One answer is psychological distance.  According to the construal level theory (CLT) of psychological distance, anything that we do not experience as occurring now, here, and to ourselves falls into the “psychologically distant” category. It’s also possible to induce a state of “psychological distance” simply by changing the way we think about a particular problem, such as attempting to take another person's perspective, or by thinking of the question as if it were unreal and unlikely. In this new paper, by Lile Jia and colleagues at Indiana University at Bloomington, scientists have demonstrated that increasing psychological distance so that a problem feels farther away can actually increase creativity.

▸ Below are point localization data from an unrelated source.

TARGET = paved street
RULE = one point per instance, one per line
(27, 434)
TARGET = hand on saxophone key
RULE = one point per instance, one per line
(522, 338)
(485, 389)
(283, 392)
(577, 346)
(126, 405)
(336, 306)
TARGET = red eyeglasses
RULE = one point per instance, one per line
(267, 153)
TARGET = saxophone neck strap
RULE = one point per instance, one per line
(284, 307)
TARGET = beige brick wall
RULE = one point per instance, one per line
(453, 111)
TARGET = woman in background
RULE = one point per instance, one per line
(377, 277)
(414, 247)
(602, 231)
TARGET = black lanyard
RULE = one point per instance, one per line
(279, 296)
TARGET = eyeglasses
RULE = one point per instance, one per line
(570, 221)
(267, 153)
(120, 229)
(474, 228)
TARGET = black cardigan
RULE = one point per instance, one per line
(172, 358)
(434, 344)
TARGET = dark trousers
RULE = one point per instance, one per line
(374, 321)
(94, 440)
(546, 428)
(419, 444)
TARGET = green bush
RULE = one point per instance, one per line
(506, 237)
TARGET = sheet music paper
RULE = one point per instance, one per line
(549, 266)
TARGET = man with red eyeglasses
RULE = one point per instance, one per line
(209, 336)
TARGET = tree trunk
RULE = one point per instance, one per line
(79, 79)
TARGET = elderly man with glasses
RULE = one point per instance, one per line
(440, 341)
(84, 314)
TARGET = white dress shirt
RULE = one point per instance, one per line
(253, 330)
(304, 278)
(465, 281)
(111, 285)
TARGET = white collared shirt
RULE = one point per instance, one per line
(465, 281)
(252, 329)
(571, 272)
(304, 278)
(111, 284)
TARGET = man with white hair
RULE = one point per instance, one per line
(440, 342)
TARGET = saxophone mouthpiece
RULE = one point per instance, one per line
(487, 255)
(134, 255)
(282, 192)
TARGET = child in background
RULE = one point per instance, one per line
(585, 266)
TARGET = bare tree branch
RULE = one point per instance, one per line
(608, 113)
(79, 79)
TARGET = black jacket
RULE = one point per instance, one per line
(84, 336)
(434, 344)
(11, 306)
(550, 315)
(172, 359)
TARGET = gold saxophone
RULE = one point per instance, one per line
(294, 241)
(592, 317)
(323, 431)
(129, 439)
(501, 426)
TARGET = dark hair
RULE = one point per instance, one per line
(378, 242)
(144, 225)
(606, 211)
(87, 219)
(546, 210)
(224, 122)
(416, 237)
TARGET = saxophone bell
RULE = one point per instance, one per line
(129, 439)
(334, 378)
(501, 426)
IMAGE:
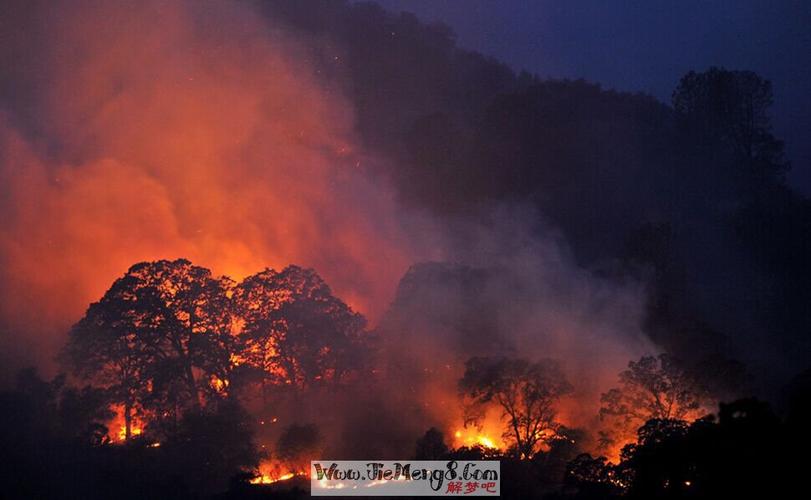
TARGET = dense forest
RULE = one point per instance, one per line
(179, 383)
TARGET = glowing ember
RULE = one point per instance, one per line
(477, 437)
(266, 479)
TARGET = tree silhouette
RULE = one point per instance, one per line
(295, 331)
(160, 338)
(731, 107)
(651, 388)
(431, 446)
(526, 392)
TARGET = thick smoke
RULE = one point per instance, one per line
(139, 131)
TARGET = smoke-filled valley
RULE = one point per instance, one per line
(239, 236)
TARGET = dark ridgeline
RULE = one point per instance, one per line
(689, 197)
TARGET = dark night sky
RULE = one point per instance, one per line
(646, 45)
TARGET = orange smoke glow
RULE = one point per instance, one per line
(172, 139)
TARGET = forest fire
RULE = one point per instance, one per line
(236, 237)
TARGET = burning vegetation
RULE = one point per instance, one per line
(550, 311)
(170, 343)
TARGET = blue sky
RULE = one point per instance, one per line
(647, 45)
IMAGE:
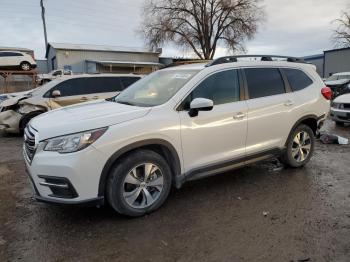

Why does psychological distance increase creativity? According to CLT, psychological distance affects the way we mentally represent things, so that distant things are represented in a relatively abstract way while psychologically near things seem more concrete. Consider, for instance, a corn plant. A concrete representation would refer to the shape, color, taste, and smell of the plant, and connect the item to its most common use – a food product. An abstract representation, on the other hand, might refer to the corn plant as a source of energy or as a fast growing plant. These more abstract thoughts might lead us to contemplate other, less common uses for corn, such as a source for ethanol, or to use the plant to create mazes for children. What this example demonstrates is how abstract thinking makes it easier for people to form surprising connections between seemingly unrelated concepts, such as fast growing plants (corn) and fuel for cars (ethanol).

In this most recent set of studies, Jia and colleagues examined the effect of spatial distance on creativity. Participants in the first study performed a creative generation task, in which they were asked to list as many different modes of transportation as possible. This task was introduced as having been developed either by Indiana University students studying in Greece (distant condition) or by Indiana University students studying in Indiana (near condition). As predicted, participants in the distant condition generated more numerous and original modes of transportation than participants in the near condition.

Similar results were obtained in the second study, in which performance on three insight problems was gauged. Here’s a sample problem:

A prisoner was attempting to escape from a tower. He found a rope in his cell that was half as long enough to permit him to reach the ground safely. He divided the rope in half, tied the two parts together, and escaped. How could he have done this?

This is known as an insight problem since the solution – the prisoner unraveled the rope lengthwise and tied the remaining strands together – typically arrives in a flash of insight, or what’s commonly referred to as an Aha moment.